McMaster Policy Revisited

I think David Hitchcock ("CAUT Committee Calls for End to McMaster Policy," Bulletin, April 2005) erred in using his professional status on a letter to fellow constituents in the matter of an upcoming ward election. At the very least, I do not think the matter is quite so clear as the ad hoc investigatory committee report, authored by William Bruneau and Ted Hannah, would have us believe.

Dr. Hitchcock's letter was about campaign financing in a local election. His expertise on this matter came primarily from his role as a member of one candidate's fundraising team, and as a concerned local citizen, both of which he makes clear in the letter. But Hitchcock's academic title of Professor of Philosophy does not represent any special expertise relevant to the matter he was writing about.

What might make Hitchcock's professional role relevant to his letter would be if his intent was to indicate he was a local employee, in the same manner that he gave his home address in order to indicate he was a resident of the ward he was discussing. This would be relevant if we presume that, had he been a mill worker for Stelco, he would have indicated this in his letter.

The report states that none of the people interviewed for this report could think of situations to which the revised guidelines might apply. I can. I am an assistant professor in the faculty of education at Lakehead University. The local school board has been discussing closing a large number of high schools and building a large central school. This is, to say the least, very controversial in the community.

I believe the smaller schools do not need to be more expensive to run, and that the needs of many students are better met in smaller schools. But these are administrative, financial, and perhaps psychological questions - as a philosopher of education I do not have any special knowledge or research on which to base such claims.

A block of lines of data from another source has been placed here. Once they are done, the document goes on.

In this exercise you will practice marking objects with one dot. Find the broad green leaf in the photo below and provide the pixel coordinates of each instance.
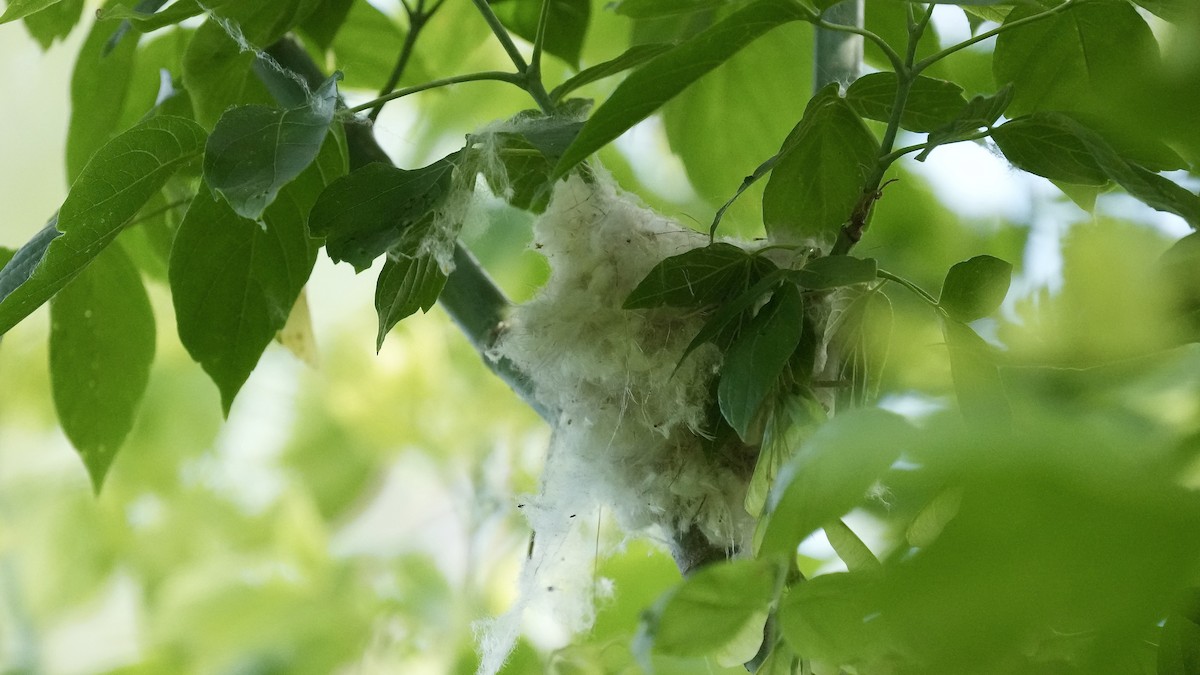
(726, 315)
(834, 272)
(22, 9)
(931, 105)
(217, 72)
(669, 73)
(655, 9)
(527, 156)
(829, 476)
(406, 285)
(100, 85)
(975, 288)
(102, 342)
(54, 22)
(850, 548)
(982, 112)
(711, 608)
(1074, 59)
(1038, 144)
(694, 279)
(756, 359)
(234, 281)
(822, 172)
(147, 22)
(121, 177)
(370, 211)
(832, 619)
(1062, 147)
(977, 381)
(256, 150)
(720, 144)
(631, 58)
(565, 28)
(795, 418)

As a concerned local citizen I have every right to raise these questions. But if I were to do this in a forum like our local paper - and to make clear my role as professor of education - I could not help but suggest an expertise on matters upon which I have no such expertise.

Bruneau and Hannah are wrong to say "professors should be able to identify themselves as members of the academy/intelligentsia or as persons of stature when speaking to the media about matters of general public concern." Our expertise on important questions comes from the knowledge we have, not from any perceived "stature." We should work to share this knowledge, and show how it illuminates pressing problems we face, rather than simply referencing this with the title of "Professor." Doing the latter leads to the kind of abuse I have suggested.

What seems to be at the heart of much of the concern reflected in the CAUT report is a concern that professors be muzzled in speaking out against their employer. Of course, in this case, it is relevant to make our professional position clear, not because most of us have any special knowledge of labour law, or academic freedom or rights, but as employees, and affected parties. But that is a different matter, and not adequately distinguished in the report.